Het onheilspellende donker dreigde stil. Wat zou zich hier misschien verborgen houden?
Opeens werd het nóg donkerder in de spelonk. Luid gegrom... De leeuw kroop naar binnen...
De jager ging dwars in de nauwe ruimte liggen, hoe moeilijk dat ook ging. Hij drukte zich stijf tegen de achterste rots aan, hield die ene pijl nog steeds in zijn hand. Hij lag nagenoeg klem tussen vloer, zoldering en eind van de spelonk. Eigenlijk lag de jager in een rotsspleet. Verder kon hij beslist niet meer... Met dreunende slapen en bezwete huid hoorde hij de leeuw dichter bij komen. Een harde, hete adem deed zijn lichaam haast branden!
Gebrul van bijna veroverde buit! Een windvlaag ging nu telkens langs de zij van de jongeman. Die grote klauw kon nog nét niet bij het begeerde vlees komen. Gegrauw vol teleurstelling!
Toch gaf de leeuw niet op. Zijn sterke poot bleef maaien, heen en weer gaan als een slingeruurwerk. Ha! Het zou op de lange duur vast wel lukken om die smakelijke hap uit de rotsen los te peuteren!
De jager probeerde nóg platter op de grond te liggen dan hij al lag... Wrong zich nog meer tegen de achterste rots aan. Klem lag hij! Maar zijn ene arm kon hij toch nog bewegen. Die hand omklemde ook de pijl.
"Misschien kan ik de leeuw ermee steken," dacht hij. "Al zal ik hem hiermee niet kunnen doden, zal hij misschien toch schrikken en weglopen."
Hij maakte een zwenking met zijn arm... Krak! De leeuw had de pijlschacht in twee stukken geslagen! Een woedend gebrul deed de jager sterker zweten en beven. De toppen van zijn vingers waren nog juist geschampt door de grote klauw.
De jongeman drukte zijn arm dicht tegen zijn romp aan. Hij probeerde in dit lot te berusten. Ontsnappen was volstrekt uitgesloten. Misschien kwamen hier straks wel meer leeuwen... Dan zou het die dieren zeker lukken hem te grijpen.
De leeuw legde zijn kop op de poten en zweeg... Hij wachtte blijkbaar alleen nog maar...
In het stille duister hoorde de jongen getrippel van kleine, tere pootjes. Omdat zijn ogen nu meer aan het donker gewend waren, zag hij griezelige diertjes naar zich toe kruipen.
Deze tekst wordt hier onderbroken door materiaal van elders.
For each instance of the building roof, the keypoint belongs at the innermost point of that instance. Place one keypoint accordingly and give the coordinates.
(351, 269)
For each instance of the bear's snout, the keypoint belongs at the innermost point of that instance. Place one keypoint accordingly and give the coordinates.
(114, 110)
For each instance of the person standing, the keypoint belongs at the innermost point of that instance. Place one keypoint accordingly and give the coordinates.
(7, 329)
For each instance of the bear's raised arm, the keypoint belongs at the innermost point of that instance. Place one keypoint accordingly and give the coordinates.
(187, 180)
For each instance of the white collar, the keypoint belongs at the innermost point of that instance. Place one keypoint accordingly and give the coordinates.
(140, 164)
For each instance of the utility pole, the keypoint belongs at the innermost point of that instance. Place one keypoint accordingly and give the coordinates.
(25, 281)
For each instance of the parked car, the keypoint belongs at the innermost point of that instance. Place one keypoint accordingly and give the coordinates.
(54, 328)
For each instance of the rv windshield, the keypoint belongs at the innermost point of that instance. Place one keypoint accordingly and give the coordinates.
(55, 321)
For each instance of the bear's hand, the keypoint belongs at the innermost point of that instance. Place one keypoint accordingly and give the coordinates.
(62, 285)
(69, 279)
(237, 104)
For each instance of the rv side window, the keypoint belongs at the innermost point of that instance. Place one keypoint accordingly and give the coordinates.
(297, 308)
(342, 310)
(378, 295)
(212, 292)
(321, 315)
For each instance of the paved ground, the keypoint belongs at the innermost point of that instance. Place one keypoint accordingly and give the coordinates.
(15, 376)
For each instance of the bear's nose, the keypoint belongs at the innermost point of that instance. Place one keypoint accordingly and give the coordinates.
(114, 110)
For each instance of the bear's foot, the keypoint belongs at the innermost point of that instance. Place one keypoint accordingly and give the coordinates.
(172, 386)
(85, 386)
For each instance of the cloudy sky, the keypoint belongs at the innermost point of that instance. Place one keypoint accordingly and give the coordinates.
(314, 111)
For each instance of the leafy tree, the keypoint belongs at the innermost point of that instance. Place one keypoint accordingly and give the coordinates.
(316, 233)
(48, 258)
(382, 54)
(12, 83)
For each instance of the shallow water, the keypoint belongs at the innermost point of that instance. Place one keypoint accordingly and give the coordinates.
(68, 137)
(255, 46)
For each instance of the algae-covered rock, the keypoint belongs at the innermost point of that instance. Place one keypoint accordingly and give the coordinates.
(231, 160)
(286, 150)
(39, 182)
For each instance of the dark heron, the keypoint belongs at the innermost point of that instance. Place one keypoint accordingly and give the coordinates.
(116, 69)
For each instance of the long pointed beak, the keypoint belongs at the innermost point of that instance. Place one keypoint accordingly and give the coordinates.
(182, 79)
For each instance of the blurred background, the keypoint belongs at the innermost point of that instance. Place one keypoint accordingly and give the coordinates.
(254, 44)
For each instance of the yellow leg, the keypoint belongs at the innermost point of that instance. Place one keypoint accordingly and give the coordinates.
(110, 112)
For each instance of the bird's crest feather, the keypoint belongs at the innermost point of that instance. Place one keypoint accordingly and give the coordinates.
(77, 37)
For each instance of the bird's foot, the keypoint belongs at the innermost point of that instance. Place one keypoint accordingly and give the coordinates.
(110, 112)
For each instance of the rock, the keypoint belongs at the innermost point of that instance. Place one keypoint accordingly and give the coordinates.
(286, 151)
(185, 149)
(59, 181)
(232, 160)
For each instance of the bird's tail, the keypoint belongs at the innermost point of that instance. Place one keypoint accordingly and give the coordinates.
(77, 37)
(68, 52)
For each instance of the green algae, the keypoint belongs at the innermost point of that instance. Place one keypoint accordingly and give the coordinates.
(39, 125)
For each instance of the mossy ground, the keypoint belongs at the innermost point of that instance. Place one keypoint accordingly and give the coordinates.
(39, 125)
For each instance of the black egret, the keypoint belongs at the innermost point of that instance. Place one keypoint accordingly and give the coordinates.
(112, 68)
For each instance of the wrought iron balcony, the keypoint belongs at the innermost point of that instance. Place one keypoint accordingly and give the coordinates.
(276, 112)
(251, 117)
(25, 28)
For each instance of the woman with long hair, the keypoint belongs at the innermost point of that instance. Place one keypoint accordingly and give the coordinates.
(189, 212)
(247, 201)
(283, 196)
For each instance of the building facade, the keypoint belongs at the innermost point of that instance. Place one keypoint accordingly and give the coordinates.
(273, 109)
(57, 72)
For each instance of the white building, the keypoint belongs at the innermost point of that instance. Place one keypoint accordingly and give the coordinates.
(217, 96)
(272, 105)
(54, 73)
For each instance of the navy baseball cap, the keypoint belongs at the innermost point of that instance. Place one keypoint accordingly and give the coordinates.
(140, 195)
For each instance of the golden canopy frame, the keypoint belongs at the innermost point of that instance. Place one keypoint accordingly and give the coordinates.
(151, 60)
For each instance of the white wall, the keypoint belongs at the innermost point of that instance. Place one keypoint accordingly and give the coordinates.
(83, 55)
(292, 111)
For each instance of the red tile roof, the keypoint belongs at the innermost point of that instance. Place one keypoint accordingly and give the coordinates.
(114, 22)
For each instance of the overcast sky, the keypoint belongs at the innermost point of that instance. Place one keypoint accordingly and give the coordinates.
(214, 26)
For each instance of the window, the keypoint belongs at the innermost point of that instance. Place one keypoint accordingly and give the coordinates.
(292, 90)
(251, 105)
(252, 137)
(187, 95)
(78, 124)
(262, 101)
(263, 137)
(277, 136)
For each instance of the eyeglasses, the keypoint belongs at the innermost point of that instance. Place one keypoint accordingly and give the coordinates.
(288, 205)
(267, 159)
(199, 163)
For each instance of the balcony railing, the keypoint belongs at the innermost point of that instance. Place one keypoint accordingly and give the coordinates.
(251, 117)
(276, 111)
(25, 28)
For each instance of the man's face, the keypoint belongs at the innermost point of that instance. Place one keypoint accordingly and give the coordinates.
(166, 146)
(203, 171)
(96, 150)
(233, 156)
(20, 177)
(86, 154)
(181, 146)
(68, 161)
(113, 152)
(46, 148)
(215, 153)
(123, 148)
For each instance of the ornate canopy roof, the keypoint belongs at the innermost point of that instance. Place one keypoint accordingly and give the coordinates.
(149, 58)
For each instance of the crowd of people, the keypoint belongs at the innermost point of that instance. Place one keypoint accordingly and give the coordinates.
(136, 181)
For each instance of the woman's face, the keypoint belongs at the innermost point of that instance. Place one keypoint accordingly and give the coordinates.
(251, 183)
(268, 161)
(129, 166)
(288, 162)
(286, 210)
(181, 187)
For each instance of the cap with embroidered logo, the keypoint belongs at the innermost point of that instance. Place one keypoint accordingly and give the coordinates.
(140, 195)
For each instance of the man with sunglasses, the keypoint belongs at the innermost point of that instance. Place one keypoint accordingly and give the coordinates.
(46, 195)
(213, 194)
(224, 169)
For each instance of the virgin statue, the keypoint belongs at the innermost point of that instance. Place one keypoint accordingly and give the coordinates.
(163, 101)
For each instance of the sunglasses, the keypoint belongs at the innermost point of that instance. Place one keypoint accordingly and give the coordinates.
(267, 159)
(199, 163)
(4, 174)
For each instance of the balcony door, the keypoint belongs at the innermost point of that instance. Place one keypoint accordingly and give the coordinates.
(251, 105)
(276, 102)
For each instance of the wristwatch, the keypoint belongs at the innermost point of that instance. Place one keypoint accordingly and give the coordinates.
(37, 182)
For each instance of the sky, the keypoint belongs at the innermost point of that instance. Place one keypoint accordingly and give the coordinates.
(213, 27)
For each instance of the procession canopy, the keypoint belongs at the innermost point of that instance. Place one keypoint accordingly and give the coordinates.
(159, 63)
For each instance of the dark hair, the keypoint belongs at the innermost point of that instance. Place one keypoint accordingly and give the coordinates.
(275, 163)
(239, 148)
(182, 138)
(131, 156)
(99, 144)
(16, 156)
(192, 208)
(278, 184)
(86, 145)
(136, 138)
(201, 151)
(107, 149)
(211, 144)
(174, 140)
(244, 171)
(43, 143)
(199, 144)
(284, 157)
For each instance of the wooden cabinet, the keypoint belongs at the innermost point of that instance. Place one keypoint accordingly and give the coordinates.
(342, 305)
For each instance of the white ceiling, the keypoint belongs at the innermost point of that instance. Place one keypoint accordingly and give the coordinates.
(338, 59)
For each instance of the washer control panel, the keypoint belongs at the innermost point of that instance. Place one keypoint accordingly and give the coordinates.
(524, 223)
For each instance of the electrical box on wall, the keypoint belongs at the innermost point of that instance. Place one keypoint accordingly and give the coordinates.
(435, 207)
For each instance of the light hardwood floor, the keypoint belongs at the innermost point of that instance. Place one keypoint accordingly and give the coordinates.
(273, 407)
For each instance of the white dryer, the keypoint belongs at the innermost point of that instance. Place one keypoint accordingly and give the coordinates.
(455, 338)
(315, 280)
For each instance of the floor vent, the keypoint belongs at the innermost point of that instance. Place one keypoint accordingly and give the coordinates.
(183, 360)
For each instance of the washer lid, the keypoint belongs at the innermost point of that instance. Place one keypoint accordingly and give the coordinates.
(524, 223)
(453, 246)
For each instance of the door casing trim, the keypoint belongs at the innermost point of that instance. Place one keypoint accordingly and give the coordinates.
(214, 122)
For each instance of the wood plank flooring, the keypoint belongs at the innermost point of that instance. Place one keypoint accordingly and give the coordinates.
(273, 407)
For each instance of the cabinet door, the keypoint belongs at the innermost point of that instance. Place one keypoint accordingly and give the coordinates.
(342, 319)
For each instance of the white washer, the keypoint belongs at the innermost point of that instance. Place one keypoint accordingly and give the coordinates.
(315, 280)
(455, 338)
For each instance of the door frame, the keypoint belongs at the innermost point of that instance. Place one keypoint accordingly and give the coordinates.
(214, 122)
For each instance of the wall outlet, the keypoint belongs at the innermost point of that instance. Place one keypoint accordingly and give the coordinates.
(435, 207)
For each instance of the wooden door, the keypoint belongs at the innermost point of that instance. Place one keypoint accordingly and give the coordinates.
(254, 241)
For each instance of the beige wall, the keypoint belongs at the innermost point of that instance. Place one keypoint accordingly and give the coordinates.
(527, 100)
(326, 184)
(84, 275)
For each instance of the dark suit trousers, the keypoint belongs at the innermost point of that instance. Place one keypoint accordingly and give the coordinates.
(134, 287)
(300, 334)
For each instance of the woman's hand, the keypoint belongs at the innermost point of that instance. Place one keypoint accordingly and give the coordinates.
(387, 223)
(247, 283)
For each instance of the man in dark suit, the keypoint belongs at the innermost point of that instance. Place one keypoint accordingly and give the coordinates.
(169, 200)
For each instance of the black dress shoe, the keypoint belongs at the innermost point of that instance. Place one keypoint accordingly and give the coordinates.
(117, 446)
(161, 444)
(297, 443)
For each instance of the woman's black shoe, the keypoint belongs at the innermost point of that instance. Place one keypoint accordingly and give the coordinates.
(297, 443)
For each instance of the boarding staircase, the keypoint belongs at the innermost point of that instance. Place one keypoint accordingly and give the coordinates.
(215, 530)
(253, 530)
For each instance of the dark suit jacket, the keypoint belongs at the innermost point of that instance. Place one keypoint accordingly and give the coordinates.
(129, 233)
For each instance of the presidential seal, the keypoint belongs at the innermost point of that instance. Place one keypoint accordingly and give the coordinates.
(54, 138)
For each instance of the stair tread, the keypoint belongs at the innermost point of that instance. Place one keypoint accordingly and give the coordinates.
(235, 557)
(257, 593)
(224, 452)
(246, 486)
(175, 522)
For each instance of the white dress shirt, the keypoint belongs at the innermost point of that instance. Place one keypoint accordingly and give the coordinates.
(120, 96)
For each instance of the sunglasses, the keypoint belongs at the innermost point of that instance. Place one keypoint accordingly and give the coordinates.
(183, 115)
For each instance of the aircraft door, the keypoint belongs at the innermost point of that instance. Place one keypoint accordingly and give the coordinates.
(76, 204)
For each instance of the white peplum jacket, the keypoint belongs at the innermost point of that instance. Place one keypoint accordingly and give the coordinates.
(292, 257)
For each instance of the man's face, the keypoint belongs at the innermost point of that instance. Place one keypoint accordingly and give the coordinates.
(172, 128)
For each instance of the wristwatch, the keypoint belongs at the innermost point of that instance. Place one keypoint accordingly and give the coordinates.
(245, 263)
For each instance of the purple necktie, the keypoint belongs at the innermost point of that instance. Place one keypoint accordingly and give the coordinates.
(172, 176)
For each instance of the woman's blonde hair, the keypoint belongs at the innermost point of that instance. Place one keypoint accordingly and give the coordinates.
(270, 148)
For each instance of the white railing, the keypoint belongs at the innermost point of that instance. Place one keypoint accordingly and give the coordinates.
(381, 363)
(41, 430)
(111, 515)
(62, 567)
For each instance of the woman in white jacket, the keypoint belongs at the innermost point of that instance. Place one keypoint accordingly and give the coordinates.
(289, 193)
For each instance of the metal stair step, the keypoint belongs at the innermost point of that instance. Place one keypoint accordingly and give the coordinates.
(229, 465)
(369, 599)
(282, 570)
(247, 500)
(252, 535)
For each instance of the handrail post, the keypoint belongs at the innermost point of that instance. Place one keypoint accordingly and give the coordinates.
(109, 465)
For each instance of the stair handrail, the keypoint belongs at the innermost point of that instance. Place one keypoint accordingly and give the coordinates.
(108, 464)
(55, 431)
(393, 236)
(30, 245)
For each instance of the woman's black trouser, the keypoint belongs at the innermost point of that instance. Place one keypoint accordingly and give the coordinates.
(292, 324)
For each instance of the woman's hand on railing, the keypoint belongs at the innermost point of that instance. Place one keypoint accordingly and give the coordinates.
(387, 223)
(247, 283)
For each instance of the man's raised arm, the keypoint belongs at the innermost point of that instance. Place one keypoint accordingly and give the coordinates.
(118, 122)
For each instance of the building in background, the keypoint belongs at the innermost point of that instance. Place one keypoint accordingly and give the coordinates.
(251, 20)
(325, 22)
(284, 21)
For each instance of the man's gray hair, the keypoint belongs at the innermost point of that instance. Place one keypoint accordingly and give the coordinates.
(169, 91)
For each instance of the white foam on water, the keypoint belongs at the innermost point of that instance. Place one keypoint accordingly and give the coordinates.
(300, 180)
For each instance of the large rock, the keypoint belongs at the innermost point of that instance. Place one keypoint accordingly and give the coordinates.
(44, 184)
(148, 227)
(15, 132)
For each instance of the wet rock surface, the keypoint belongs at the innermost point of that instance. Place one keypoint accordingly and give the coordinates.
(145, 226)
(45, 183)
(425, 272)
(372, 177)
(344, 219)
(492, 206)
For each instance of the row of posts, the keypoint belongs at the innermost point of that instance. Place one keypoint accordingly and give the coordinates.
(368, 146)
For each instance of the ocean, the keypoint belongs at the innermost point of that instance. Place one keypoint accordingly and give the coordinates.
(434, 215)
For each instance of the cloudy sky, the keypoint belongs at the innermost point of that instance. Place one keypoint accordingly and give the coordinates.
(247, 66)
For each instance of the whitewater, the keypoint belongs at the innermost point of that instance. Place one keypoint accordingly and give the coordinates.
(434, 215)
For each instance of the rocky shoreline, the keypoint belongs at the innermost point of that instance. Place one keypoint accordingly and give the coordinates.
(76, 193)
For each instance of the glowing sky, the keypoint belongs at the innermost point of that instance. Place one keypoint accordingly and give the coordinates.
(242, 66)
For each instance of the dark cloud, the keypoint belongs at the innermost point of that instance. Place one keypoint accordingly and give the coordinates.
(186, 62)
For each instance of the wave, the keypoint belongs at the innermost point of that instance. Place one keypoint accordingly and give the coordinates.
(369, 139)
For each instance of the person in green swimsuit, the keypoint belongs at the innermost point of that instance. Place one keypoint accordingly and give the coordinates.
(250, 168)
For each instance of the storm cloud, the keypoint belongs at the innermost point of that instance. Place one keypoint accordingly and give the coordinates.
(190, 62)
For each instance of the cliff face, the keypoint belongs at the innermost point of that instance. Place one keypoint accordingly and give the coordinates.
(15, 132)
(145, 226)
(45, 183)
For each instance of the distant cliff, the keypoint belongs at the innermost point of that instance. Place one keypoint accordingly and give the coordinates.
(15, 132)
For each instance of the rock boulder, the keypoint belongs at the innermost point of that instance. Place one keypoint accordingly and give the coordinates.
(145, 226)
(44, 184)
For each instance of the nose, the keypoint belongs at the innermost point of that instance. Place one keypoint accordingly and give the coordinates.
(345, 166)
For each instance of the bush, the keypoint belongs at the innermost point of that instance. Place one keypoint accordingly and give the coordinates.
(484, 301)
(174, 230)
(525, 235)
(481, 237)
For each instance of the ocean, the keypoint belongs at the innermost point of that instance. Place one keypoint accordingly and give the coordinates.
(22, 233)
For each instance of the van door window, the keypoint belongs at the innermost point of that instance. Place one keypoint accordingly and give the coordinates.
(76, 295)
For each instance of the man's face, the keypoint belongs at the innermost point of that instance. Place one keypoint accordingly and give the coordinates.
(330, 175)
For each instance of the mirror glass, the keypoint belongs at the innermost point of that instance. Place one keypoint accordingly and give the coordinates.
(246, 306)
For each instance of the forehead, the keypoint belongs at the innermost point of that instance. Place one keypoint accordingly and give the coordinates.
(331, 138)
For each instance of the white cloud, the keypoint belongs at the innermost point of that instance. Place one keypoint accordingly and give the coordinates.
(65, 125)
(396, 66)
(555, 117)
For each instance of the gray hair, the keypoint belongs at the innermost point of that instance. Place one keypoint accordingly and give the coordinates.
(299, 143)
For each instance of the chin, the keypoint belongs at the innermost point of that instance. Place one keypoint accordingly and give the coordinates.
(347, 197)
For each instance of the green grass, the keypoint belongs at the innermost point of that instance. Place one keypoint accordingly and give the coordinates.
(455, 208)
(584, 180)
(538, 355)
Ook voelde hij dat er iets kleverigs op zijn huid lag. Ja, want zijn buidel wilde honing had hij al kruipend en voortschuivend opengehaald aan scherpe stenen! De diertjes -nu waren de schorpioenen herkenbaar!- werden aangetrokken door die zoete honinggeur.
De jager kneep zijn ogen dicht, kon nauwelijks meer ademhalen... Hij voelde al enge kriebelpoten op zijn zij, op zijn rug... Willoos wachten op de afschuwelijke steken, die nu wel heel gauw zouden komen! Hoe sterk was het gif van deze monstertjes!?
Een ongeduldig gesnuif verwarde de gedachten van de jager nog erger. Welke dood zou het worden? Leeuwenmuil of gif uit schorpioenstekels?
De kleine, maar duivelse lijfjes gingen onophoudelijk over het zwartbruine vel heen en weer. De honing smaakte die schorpioenen kennelijk opperbest. Hun stekels werkten nog niet.
Een oorverdovend gekrijs!
De jager schrok zó dat hij een tijdje half bewusteloos lag, eigenlijk al in zwijm.
Geleidelijk aan kwam hij weer tot zichzelf. De schorpioenen lagen rustig een eindje van hem vandaan en schenen geen kwaad te willen. De honing had hen goed verzadigd. Zo goed dat ze nu loom en stil lagen?
Verlicht en dolgelukkig schoof de jongen tussen de rotsen uit. Er was geen leeuw meer te zien. Hij pakte zijn boog en pijlen op, stapte opgewekt de spelonk uit, het zonnige leven tegemoet.
Ergens onderaan de helling lag een grote, maar zielige leeuw. Het dier zoog en beet op zijn ene poot, die erg zeer scheen te doen.
De jager liep terug naar zijn dorp, dankte in stilte de schorpioenen.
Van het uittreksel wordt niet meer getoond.